The United States Department of Education recently proposed to adopt measures designed to constrain the use of mandatory arbitration provisions by for-profit colleges that receive federal student aid. According to a March 11th Department press release:
The U.S. Department of Education released today a proposal that would establish borrower-friendly processes for seeking and obtaining loan relief triggered by unscrupulous conduct by higher education institutions. The Department also provided options to negotiators that would protect students from the use of mandatory arbitration provisions in enrollment agreements.
The press release continued by stating:
The Department plans to discuss with the negotiating committee how to protect students from forced arbitration and incorporate crucial elements of state consumer protection laws in these regulations. Forced arbitration provisions used by many schools in their enrollment agreements – often buried in the fine print – effectively prevent students from seeking redress for harm caused by their school and hide wrongdoing from the Department and the public. Such agreements often bar students from bringing their legal claims in a group, making it financially impossible for individual students to challenge schools. Some agreements require disputes to be filed in secret tribunals where little or no records are kept; some prohibit students from speaking about the claims they file. The Department will discuss with negotiators how to end such outrageous practices.
“The Department is working to ensure that no college can dodge accountability by burying ‘gotchas’ in fine print that blocks students from seeking the redress they’re due. Legal aid, veteran, consumer, and student advocacy groups have all shared with us how mandatory arbitration has harmed students across the country. We heard them and agree. Which is why we’ve incorporated ideas from non-federal negotiators to limit mandatory arbitration agreements,” said Under Secretary Ted Mitchell. “These efforts build on our work to protect students and require institutional accountability.”
In a three-session “Negotiated Rulemaking for Higher Education 2015 – 2016,” the Department reportedly first considered a proposal that would ban for profit higher education institutions from utilizing mandatory arbitral provisions in contracts with students. On March 18th, however, the Department of Education ultimately proposed to adopt Option A of the draft Regulation Section 685.300. The text of Option A states:
§ 685.300 Agreements between an eligible school and the Secretary for participation in the Direct Loan Program.

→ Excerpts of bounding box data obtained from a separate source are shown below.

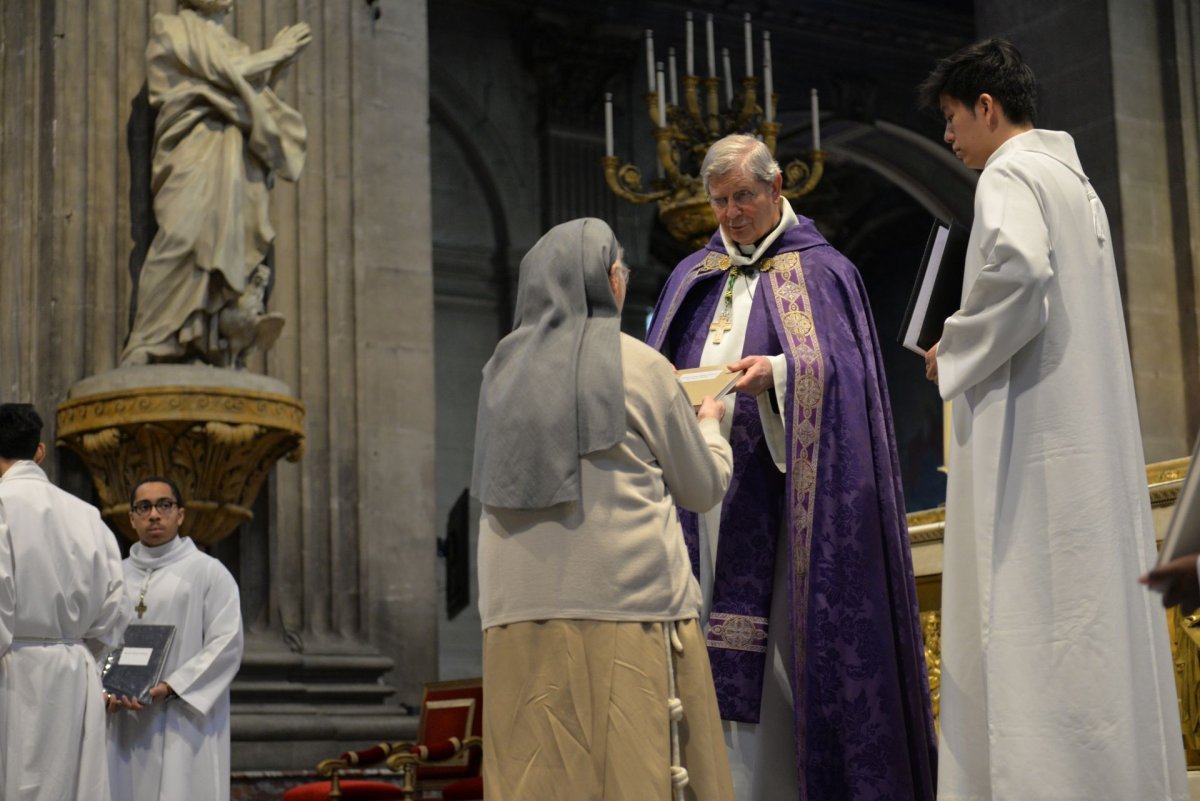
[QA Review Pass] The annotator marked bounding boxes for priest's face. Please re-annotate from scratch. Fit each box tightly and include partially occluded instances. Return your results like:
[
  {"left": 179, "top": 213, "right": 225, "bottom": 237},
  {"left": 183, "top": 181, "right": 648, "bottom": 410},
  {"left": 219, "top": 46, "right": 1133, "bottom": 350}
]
[
  {"left": 708, "top": 169, "right": 784, "bottom": 245},
  {"left": 130, "top": 481, "right": 184, "bottom": 547}
]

(a) General. Participation of a school in the Direct Loan Program means that eligible students at the school may receive Direct Loans. To participate in the Direct Loan Program, a school must–
(1) * * *
(10) Provide that the school will not charge any fees of any kind, however described, to student or parent borrowers for origination activities or the provision of any information necessary for a student or parent to receive a loan under part D of the Act or any benefits associated with such a loan;
(11) Provide that:
(i) The school will notify the Secretary upon the submission of the initial filing of any claim, whether in arbitration or in a court, asserted by a student, whether as an individual or as a member of a class, or by a governmental agency, based on any act or omission of the school attended by the student that relates to the making of a Federal loan or the provision of educational services financed by that loan;
(ii) The school will not compel, through the use of pre-dispute mandatory arbitration agreements or any other means, arbitration of any such claims asserted by students in cases filed in a court on behalf of a class unless and until class certification is denied or the class claims are dismissed;
(iii) The school will allow any borrower to resolve any claim described in paragraph (a)(11)(i), if in arbitration, in person or by electronic means;
(iv) The school will not compel any borrower to resolve any claim described in paragraph (a)(11)(i), in a court whose district does not include the school;
(v) If the school enters into arbitration or requires arbitration with any borrower on a claim described in paragraph (a)(11)(i), it will ensure that–
(A) The Secretary receives a copy of each filing by any party and each order, ruling, decision or other written document produced by the arbitrator, within 10 days of the filing, in the case of a filing by the school, or the school’s receipt of the filing, order, ruling, decision, or other written document, in any other case;
(B) The proceedings in such arbitration are open to the public and recorded and transcribed with such recordings and transcriptions available to the Secretary upon request;
(C) No party is prohibited from speaking, writing, or otherwise communicating about the claims at issue or any other matter related to the arbitration, except that the parties to the arbitration may agree not to reveal the terms of any settlement;
(D) Multiple borrowers may bring common claims in one arbitration proceeding, provided they would meet the requirements for bringing such common claims that would apply in the United States district court for the district in which the school is located; and
(E) If the school has the right to bring any type of claim outside of arbitration, the borrower has an equivalent right to bring such claims outside of arbitration; and
(12) Comply with other provisions that the Secretary determines are necessary to protect the interests of the United States and to promote the purposes of part D of the Act.
Disputing would like to thank Mark Kantor for alerting us to the Department of Education’s proposed mandatory arbitration-related regulation.